Thema: Wij verwachten de Heer
"Zo zal ook Christus, Die eenmaal geofferd is om de zonden van velen weg te dragen, voor de tweede keer zonder zonde gezien worden door hen die Hem verwachten tot zaligheid." (Hebreeën 9:28)
Stel je voor dat Jezus niet was gekomen naar deze aarde. Of stel je voor dat Hij nog steeds moest komen. Wij beseffen als christenen waarschijnlijk lang niet zo goed als een oude Jood uit de tijd van het Oude Testament hoe dat dan zou zijn. Als je een praatje zou maken met zo'n oude Jood zou hij je vertellen dat er elke dag in de tempel een priester was die offers bracht en dat er één keer per jaar een hogepriester was die het Heilige der heiligen in ging om verzoening bij God te doen voor het hele volk en dat bleef maar doorgaan. Nooit was de verzoening echt verzoening. Telkens moest het weer opnieuw gebeuren en eigenlijk was het ook nooit genoeg. Ook al die geofferde dieren, zouden nooit genoeg zijn, want God vroeg meer dan een dier. Hij vroeg de dood van een mens die de plaats in zou nemen voor ons. Daarom bleef die offerdienst maar doorgaan. Telkens weer dat ritueel, waarbij geen fout gemaakt mocht worden. Gods Vaderhart was amper bereikbaar voor ons mensen. Elke misstap van die hogepriester zou zijn dood betekenen. Er hing een wolk van angst en oordeel om Gods aanwezigheid heen. Tot het moment dat alles is veranderd door Jezus!
De tempel speelt bij Jezus wel een grote rol. Zelfs op het laatste moment aan het kruis, speelt de tempel een grote rol van betekenis. Het voorhangsel scheurt van boven naar beneden op het moment dat Jezus alles volbrengt. Tegelijk gaat Jezus dus niet nogmaals de tempel en het Heilige der heilige binnen. Dat is het verschil waar de schrijver van de Hebreeënbrief ons vandaag nog een keer op wijst, terwijl wij de Heer verwachten. Wij verwachten de Heer, Hij zal nog een keer te zien zijn, maar anders dan de eerste keer. Dat komt omdat Hij een totaal ander offer heeft gebracht met Zijn eigen lichaam. Hij is met Zijn offer niet de tempel binnengegaan, maar Hij is de hemel binnengegaan met Zijn offer. Eigenlijk is de Hebreeënbrief de enige brief die dat op meerdere momenten zo laat zien. Jezus is met Zijn bloed en offer de hemelen doorgegaan en uiteindelijk in het echte Heilige der heilige, de hemel der hemelen binnengegaan met Zijn bloed. Hij is ermee voor de troon van Zijn Vader gekomen en heeft daar gezegd: "Vader, hier is Mijn bloed, voor al degenen die Mij op aarde verwachten tot zaligheid".

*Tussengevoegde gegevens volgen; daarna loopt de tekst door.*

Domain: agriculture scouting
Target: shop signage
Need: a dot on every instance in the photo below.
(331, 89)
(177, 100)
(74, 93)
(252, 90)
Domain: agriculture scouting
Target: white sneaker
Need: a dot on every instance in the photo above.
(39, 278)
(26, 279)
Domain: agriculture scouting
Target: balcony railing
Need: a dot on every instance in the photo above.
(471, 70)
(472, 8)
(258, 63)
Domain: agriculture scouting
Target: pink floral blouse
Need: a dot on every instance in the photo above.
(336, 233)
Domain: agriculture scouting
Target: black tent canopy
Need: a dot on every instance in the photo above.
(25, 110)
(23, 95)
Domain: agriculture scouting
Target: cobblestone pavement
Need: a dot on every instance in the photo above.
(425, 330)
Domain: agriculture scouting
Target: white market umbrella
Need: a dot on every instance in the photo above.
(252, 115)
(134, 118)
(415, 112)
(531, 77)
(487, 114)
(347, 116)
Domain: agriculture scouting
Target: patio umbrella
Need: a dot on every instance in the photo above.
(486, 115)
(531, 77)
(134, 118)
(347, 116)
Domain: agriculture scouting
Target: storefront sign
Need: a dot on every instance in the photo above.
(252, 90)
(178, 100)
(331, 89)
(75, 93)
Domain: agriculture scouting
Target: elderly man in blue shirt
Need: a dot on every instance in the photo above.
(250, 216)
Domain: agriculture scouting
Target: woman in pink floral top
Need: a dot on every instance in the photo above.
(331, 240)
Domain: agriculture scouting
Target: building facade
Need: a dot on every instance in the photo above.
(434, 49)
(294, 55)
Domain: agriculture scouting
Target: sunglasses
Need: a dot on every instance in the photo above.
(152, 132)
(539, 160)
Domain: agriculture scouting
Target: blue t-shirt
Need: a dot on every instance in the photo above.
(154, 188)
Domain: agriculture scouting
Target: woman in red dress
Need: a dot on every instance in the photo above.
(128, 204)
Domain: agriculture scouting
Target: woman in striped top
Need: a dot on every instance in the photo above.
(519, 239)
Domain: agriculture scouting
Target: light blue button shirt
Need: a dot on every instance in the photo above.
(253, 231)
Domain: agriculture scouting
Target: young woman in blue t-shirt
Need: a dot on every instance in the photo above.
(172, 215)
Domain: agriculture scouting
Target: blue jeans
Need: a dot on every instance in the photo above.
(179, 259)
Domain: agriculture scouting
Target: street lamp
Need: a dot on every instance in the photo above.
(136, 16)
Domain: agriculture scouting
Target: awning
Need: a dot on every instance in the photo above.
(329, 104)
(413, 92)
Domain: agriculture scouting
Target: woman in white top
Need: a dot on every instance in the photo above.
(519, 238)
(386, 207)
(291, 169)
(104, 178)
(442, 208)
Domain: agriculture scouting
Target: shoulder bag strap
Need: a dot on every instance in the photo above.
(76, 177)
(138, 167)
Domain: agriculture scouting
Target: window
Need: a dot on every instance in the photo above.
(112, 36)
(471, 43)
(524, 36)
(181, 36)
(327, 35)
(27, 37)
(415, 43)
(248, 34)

Weet je, normaal gesproken zullen wij allemaal sterven. Natuurlijk, tenzij Jezus eerder terugkomt dan dat ons leven erop zit. Toch is er een verschil, dat eigenlijk verder gaat op onze vorige 'Tijd met God'. Wij moeten eenmaal sterven, zegt de schrijver, en daarna volgt het oordeel. Gezien wat hij daarna schrijft, bedoelt hij te zeggen: Wij sterven, maar komen voor een tweede keer terug, maar dan voor het oordeel, of de oordeelsdag. Het zal namelijk zijn zoals ook Christus, Die eenmaal is geofferd voor de zonden van velen, die voor de tweede keer gezien zal worden zonder zonde voor hen die Hem verwachten tot zaligheid. Waarschijnlijk bedoelt de schrijver ook te zeggen dat Jezus na Zijn offer niet meer is gezien door degenen die niet geloven en dat gebeurt ook de volgende keer. Als we Jezus verwachten tot onze zaligheid, dan zien wij Hem op de dag van het oordeel tot onze zaligheid. En dan zie je Hem opnieuw zonder zonde en ben jij ook zonder zonde. Voor de ongelovige zal dit een andere ontmoeting zijn. Dan ontmoeten ze Jezus ook anders, dan dat wij Hem ontmoeten zonder zonde. Dan is Hij Rechter en dat zal een heel andere ervaring zijn. Wij zien uit naar een ontmoeting met Jezus waar Hij ons de zaligheid zal geven. Als Hij en wij voor de tweede keer op aarde komen, wij uit onze graven en Hij vanuit de hemel, ontvangen we de zaligheid omdat wij Hem verwachten en we zien Hem zonder zonde. Hij draagt dan niet, net als de hogepriester nogmaals de zonde van ons mee naar binnen bij Zijn Vader. Hij verschijnt zonder noodzakelijk offer om ons eeuwig thuis te halen. Daarom verwachten wij de Heer.
Gebed: Heer, wij verwachten U tot onze zaligheid en wat een dag zal dat Zijn.